Bahan ini bertanggung jawab atas sekitar tiga puluh persen dari total konsumsi plastik dunia. Tapi hampir tidak ada kemungkinan untuk memecahkannya. Akibatnya, ada limbah polietilen di seluruh dunia yang tidak dapat diurai: bayangkan sup plastik di lautan.

Jadi penemuan para ilmuwan terdengar optimis, tapi seberapa realistiskah itu? Profesor Violet Jessen dari Wageningen University & Research, yang mengkhususkan diri dalam biologi tanah dan pengelolaan lingkungan, antara lain, memudahkan harapan. Anda tidak akan pernah bisa membersihkan semua plastik dengan ini. Di laut, misalnya, mungkin lima persen sampah plastik ada di permukaan, dan sisanya jauh lebih dalam.

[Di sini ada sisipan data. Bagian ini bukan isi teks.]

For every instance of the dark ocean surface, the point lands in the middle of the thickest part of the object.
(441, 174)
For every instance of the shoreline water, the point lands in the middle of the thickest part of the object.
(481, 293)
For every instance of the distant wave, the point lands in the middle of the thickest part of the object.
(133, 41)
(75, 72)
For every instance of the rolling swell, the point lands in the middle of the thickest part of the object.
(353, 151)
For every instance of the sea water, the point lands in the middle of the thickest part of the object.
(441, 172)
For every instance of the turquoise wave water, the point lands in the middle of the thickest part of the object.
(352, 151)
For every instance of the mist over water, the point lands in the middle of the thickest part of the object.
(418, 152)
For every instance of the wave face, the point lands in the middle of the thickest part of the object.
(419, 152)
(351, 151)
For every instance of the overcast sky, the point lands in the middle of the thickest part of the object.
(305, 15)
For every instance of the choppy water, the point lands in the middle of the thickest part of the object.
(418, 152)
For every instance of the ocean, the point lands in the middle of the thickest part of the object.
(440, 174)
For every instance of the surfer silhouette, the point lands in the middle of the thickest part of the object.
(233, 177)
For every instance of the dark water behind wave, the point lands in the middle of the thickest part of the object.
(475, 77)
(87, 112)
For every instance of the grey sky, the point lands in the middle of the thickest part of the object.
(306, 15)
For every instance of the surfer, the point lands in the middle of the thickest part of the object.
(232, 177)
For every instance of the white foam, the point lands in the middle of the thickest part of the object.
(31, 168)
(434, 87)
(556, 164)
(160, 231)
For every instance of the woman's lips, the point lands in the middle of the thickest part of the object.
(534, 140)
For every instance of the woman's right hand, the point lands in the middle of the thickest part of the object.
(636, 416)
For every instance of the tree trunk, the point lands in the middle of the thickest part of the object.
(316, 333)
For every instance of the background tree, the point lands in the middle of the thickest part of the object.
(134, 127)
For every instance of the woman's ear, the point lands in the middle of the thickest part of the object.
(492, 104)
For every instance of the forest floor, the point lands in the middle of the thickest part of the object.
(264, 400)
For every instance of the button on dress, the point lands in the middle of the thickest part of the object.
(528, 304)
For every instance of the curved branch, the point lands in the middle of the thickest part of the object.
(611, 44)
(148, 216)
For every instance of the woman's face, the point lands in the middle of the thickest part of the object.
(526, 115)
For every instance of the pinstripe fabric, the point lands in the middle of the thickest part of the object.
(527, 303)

Anda tidak dapat membawa satu hewan pun ke sana.”

READ  China meluncurkan unit pertama dari stasiun luar angkasanya

Jessen menunjukkan bahwa mungkin ini akan menjadi sangat menarik dalam jangka panjang, tetapi menurutnya, itu akan menjadi proses yang sangat panjang dan mahal untuk mewujudkannya. “Untuk menggunakan pengetahuan ini untuk mengembangkan teknologi yang dapat diterapkan dalam praktik, itu akan memakan waktu bertahun-tahun. Tetapi pertanyaannya juga, berapa banyak dari larva ini yang Anda butuhkan untuk memecah semua yang kita konsumsi? Saat ini, itu masih penting untuk mengurangi sampah plastik sebanyak mungkin”.